FINDING THE SECRET FORMULA

Paper in proceeding, 2017

Cities are complex, perhaps one of the most complex kinds of structure created by humans. Some cities have been planned top-down to a large extent while others have grown organically on their own. The outcome of these planning and growth processes are the various morphological building and street patterns seen in cities. There are strong reasons to believe that the street system in a city has a crucial effect on land use and building development (Hillier, 1996). It is therefore essential to understand the complex street networks in our cities. This is not only to categorize cities but also to be able to switch-over our transport system towards a higher degree of sustainability. Despite extensive research in the fields of urban planning and urban history, there are still very few consistent ways of quantitatively describing and classifying cities. The perspectives used in research so far have mainly categorized them based on visual judgements of their morphology(Kostof & Tobias, 1991). It is problematic that classifications are mainly based on subjective judgement and lack a quantitative measure. To understand cities and their characteristics, it is necessary to find methods and measures that can describe these characteristics and also be suitable for comparisons between cities. By using space syntax methods, it is possible to find measures and properties of the cities’ street networks, which sometimes seems to exhibit patterns with scale free properties (Jiang, 2007). Thanks to recent progress in the field of complexity studies, it is now also possible to test if and to which degree a network has scale free properties. One commonly used approach is to test whether the distribution of a certain property in a collection of elements fit a power law distribution(Clauset et al., 2009).

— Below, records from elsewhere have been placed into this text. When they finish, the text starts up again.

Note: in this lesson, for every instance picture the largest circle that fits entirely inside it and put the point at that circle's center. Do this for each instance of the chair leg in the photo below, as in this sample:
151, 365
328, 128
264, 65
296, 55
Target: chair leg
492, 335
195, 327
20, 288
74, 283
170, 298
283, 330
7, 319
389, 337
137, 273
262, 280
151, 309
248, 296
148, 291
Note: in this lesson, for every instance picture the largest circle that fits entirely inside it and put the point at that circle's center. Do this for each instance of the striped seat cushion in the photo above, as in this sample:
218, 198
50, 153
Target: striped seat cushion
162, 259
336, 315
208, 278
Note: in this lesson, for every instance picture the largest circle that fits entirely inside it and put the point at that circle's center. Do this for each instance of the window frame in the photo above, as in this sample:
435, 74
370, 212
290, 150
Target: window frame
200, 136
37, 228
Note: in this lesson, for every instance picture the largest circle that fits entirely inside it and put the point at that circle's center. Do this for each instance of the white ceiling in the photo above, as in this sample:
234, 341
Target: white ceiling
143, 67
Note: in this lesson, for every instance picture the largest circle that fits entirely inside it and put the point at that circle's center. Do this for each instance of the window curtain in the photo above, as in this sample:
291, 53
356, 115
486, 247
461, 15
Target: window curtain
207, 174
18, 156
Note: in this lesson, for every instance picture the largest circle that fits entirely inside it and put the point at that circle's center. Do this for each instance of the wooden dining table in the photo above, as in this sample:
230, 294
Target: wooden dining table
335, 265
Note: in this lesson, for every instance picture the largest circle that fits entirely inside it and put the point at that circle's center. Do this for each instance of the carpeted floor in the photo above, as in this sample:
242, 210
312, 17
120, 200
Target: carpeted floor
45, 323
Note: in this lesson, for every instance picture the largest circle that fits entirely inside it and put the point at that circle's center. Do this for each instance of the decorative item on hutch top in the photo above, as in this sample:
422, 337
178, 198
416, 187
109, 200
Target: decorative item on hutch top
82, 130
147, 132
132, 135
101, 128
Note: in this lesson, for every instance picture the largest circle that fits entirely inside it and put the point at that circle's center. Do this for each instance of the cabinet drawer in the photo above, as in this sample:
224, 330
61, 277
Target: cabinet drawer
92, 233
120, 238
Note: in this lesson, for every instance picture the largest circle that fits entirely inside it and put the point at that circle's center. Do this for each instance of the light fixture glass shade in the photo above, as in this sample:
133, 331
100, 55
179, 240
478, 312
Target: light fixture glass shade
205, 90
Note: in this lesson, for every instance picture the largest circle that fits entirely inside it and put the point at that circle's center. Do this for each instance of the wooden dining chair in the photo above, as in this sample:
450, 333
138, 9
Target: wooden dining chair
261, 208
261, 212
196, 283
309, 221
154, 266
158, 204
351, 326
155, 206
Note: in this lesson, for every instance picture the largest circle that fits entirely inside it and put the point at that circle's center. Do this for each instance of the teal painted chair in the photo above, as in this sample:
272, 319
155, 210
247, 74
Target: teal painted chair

The results of this study show that the degree distribution for a city’s street network seems to fit a power law for cities grown organically. On the other hand, cities that are planned to a large extent do not have that good fit. This result seems sound, since a distribution that fits a power law is a signature of a multiplicative growth processes. Another interesting finding following this result, is that this way of quantitatively classifying cities seems to correlate well with earlier attempts of qualitative morphological classification.